4. Widerstand organisieren
Das Erstarken rechter Kräfte und die spürbaren Folgen in der Stimmung von Teilen der Bevölkerung haben Ursachen. Die Lebensbedingungen für die Mehrheit werden zunehmend geprägt durch Arbeitslosigkeit, prekäre Beschäftigung und Abstiegsängste. Gleichzeitig sind die Klassenkämpfe auf einem niedrigen Niveau. Gewerkschaften werden organisatorisch immer schwächer und schaffen es mit ihrem sozialpartnerschaftlichen Kurs nicht, viel für die Lohnabhängigen herauszuholen. Für weniger als 50% der Beschäftigten gelten bundesweit tarifliche Regelungen. Die Konkurrenz untereinander nimmt zu. Leiharbeit, Outsourcing und die Entwertung von Qualifikationen gepaart mit immer weniger kollektivem (gewerkschaftlichem) Widerstand führen dazu, dass jeder glaubt, für sich individuell um einen (besseren) Arbeitsplatz kämpfen zu müssen. In dieser Situation wird das Gefühl der Gemeinsamkeit, die das Kapital durch den Standortnationalismus (Die Logik, dass, wenn es der deutschen Wirtschaft gut geht, geht es den Werktätigen gut) bietet, bereitwillig aufgenommen. Abgrenzungen, wie gegen Flüchtlinge oder faule Arbeitslose, steigern das Selbstwertgefühl wieder. Sie sind willkommene Sündenböcke und verschleiern den eigentlichen Gegensatz zwischen Kapital und Arbeit als Ursache für die schlechten Arbeits- und Lebensbedingungen der Werktätigen. Folglich sind das für bestimmte Teile großer Banken und Konzerne gute Ausgangsbedingungen, das subjektive Empfinden der Unsicherheit und des Bedroht-Seins, die Unzufriedenheit in für sie genehme Bahnen zu lenken – also nach rechts.
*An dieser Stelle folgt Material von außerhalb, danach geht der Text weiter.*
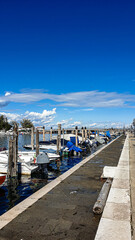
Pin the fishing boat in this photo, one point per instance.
(2, 178)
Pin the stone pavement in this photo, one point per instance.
(132, 182)
(116, 218)
(66, 211)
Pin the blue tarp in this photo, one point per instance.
(73, 140)
(108, 134)
(101, 135)
(71, 146)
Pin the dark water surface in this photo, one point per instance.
(13, 192)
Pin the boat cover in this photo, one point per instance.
(108, 134)
(71, 146)
(73, 140)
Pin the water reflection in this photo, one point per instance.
(14, 191)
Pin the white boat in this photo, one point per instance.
(24, 168)
(2, 178)
(24, 164)
(26, 161)
(51, 147)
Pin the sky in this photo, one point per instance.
(69, 62)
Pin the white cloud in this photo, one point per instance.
(37, 118)
(106, 125)
(88, 109)
(89, 99)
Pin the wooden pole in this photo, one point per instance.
(37, 142)
(51, 134)
(57, 144)
(76, 136)
(43, 133)
(63, 135)
(59, 136)
(10, 157)
(16, 141)
(32, 138)
(82, 135)
(89, 133)
(85, 133)
(15, 158)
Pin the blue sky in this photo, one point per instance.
(68, 61)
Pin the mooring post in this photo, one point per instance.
(57, 144)
(10, 157)
(76, 136)
(16, 140)
(15, 157)
(37, 142)
(32, 138)
(59, 136)
(82, 135)
(85, 133)
(43, 133)
(63, 135)
(51, 134)
(89, 133)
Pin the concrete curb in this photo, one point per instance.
(115, 221)
(18, 209)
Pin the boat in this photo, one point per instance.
(25, 165)
(27, 161)
(50, 147)
(2, 178)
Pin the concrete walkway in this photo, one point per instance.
(132, 182)
(116, 219)
(65, 212)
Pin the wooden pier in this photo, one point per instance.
(64, 212)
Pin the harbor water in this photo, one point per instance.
(11, 193)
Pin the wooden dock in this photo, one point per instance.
(65, 212)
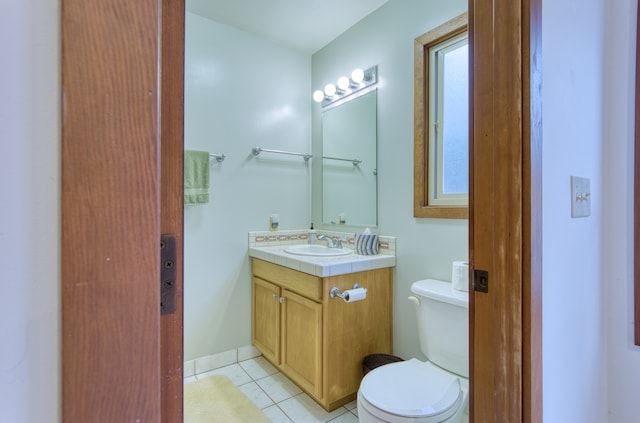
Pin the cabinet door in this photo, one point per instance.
(302, 342)
(265, 328)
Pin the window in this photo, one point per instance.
(441, 144)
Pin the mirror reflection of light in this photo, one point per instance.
(357, 76)
(343, 83)
(359, 81)
(330, 90)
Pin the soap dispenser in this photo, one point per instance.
(312, 238)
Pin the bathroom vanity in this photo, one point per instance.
(316, 340)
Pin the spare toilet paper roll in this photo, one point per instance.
(460, 275)
(356, 294)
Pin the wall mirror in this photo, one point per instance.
(349, 161)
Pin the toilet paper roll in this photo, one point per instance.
(460, 275)
(356, 294)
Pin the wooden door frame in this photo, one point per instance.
(108, 120)
(505, 210)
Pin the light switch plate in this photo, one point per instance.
(580, 196)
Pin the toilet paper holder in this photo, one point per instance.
(335, 292)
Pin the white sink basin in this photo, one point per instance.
(316, 250)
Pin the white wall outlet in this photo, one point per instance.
(580, 197)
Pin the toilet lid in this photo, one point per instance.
(412, 389)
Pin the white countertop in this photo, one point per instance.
(322, 266)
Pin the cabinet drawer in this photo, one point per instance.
(301, 283)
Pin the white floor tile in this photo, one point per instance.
(210, 362)
(345, 418)
(276, 415)
(350, 406)
(278, 387)
(302, 408)
(258, 368)
(257, 396)
(245, 353)
(234, 372)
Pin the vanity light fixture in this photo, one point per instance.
(347, 86)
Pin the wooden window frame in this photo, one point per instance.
(422, 44)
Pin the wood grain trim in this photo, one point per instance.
(636, 199)
(171, 205)
(110, 211)
(505, 231)
(421, 208)
(302, 283)
(532, 211)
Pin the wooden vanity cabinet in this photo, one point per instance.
(318, 341)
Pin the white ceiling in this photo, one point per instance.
(305, 25)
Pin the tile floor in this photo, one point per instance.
(279, 398)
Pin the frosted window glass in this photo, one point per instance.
(455, 119)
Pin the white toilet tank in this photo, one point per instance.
(443, 324)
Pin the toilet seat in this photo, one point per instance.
(411, 390)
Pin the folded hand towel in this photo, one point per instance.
(196, 177)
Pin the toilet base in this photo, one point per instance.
(365, 415)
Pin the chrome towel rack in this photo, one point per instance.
(218, 157)
(355, 162)
(257, 150)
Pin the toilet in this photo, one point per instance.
(433, 391)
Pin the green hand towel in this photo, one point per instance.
(196, 177)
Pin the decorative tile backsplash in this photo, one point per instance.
(387, 244)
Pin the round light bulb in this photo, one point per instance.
(357, 76)
(330, 90)
(343, 83)
(318, 96)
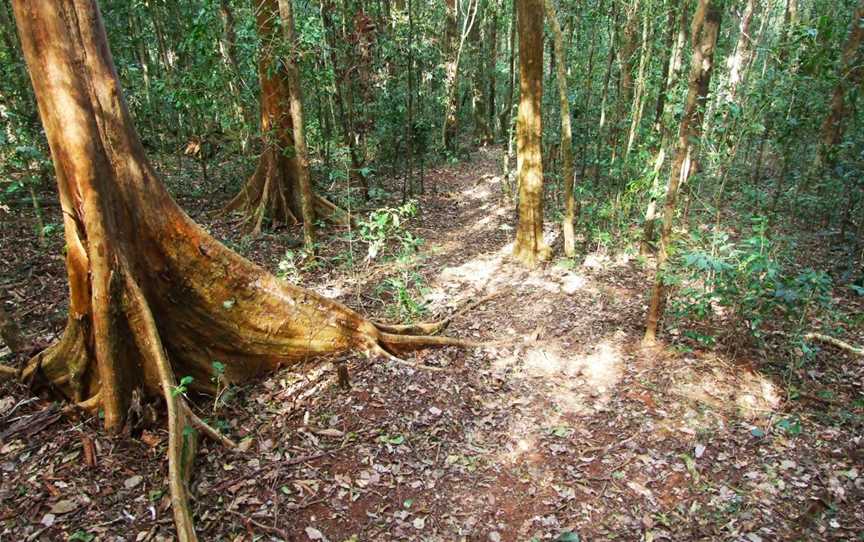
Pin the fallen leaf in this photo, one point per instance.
(314, 534)
(64, 507)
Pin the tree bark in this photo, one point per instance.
(301, 154)
(152, 295)
(740, 59)
(273, 189)
(850, 75)
(706, 27)
(451, 77)
(529, 248)
(566, 133)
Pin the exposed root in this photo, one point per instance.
(857, 350)
(384, 353)
(8, 373)
(431, 328)
(150, 345)
(208, 430)
(407, 343)
(90, 405)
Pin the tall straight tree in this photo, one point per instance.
(273, 190)
(301, 155)
(566, 132)
(703, 36)
(850, 75)
(151, 294)
(529, 247)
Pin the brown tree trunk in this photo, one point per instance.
(273, 190)
(451, 66)
(850, 75)
(152, 296)
(706, 26)
(639, 98)
(740, 59)
(451, 76)
(479, 83)
(9, 331)
(566, 133)
(529, 247)
(626, 63)
(646, 245)
(301, 155)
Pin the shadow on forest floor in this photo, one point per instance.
(567, 426)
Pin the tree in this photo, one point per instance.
(301, 155)
(152, 297)
(566, 132)
(850, 75)
(529, 247)
(453, 52)
(704, 31)
(273, 190)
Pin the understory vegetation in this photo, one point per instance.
(427, 259)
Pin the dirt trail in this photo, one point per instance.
(569, 428)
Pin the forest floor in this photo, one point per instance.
(565, 427)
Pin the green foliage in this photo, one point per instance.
(750, 283)
(182, 387)
(386, 224)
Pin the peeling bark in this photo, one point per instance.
(706, 27)
(152, 295)
(566, 133)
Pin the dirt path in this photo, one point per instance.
(569, 427)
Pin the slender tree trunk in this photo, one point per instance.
(604, 98)
(567, 172)
(492, 60)
(740, 59)
(706, 27)
(479, 81)
(272, 191)
(646, 245)
(639, 98)
(301, 154)
(850, 75)
(451, 78)
(529, 248)
(626, 63)
(10, 332)
(344, 99)
(674, 42)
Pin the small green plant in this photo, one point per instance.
(387, 223)
(406, 290)
(182, 387)
(218, 379)
(750, 283)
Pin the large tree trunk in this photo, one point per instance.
(566, 133)
(152, 295)
(301, 155)
(706, 27)
(272, 191)
(850, 75)
(529, 247)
Um den Rechtsruck aufzuhalten, müssen unsere Kämpfe stärker und erfolgreicher werden, um zu zeigen, dass wir unsere Lebensbedingungen nur verbessern können, wenn wir kollektiv (auch mit ausländischen Kollegen) gegen die großen Banken und Konzerne und ihre Politiker darum kämpfen. Dabei kann es allerdings nicht nur um ökonomische Verbesserungen gehen. Politische Kämpfe zur Verbesserung der Lage aller Werktätigen, wie die gesetzliche Reduzierung der wöchentlichen Arbeitszeit, sind in die alltäglichen Auseinandersetzungen einzubringen. Des Weiteren muss der Kampf um demokratische Rechte und gegen konstant laufenden Demokratieabbau in den Betrieben, Gewerkschaften, Schulen und Universitäten geführt werden. Um die bürgerliche Demokratie zu schützen, die für uns bessere Kampfbedingungen für bessere Lebensbedingungen und für den Sozialismus ermöglicht, ist zwangsläufig die Forderung nach Verbot aller faschistischen Organisationen und nach Auflösung des Verfassungsschutzes zu stellen und aktiv zu erkämpfen.
Das alles sind natürlich lang- und mittelfristig zu erkämpfende Ziele. Wir müssen damit beginnen, Leute in kleinen, gewinnbaren Kämpfen für ihre unmittelbaren Interessen in Schule, Uni und Betrieb zu aktivieren. Dabei können wir aufzeigen, dass sich gemeinsam aktiv werden gegen die Banken und Konzerne und ihre Politik lohnt und Nazis dabei keine Antworten in unserem Interesse bieten, sondern uns spalten wollen.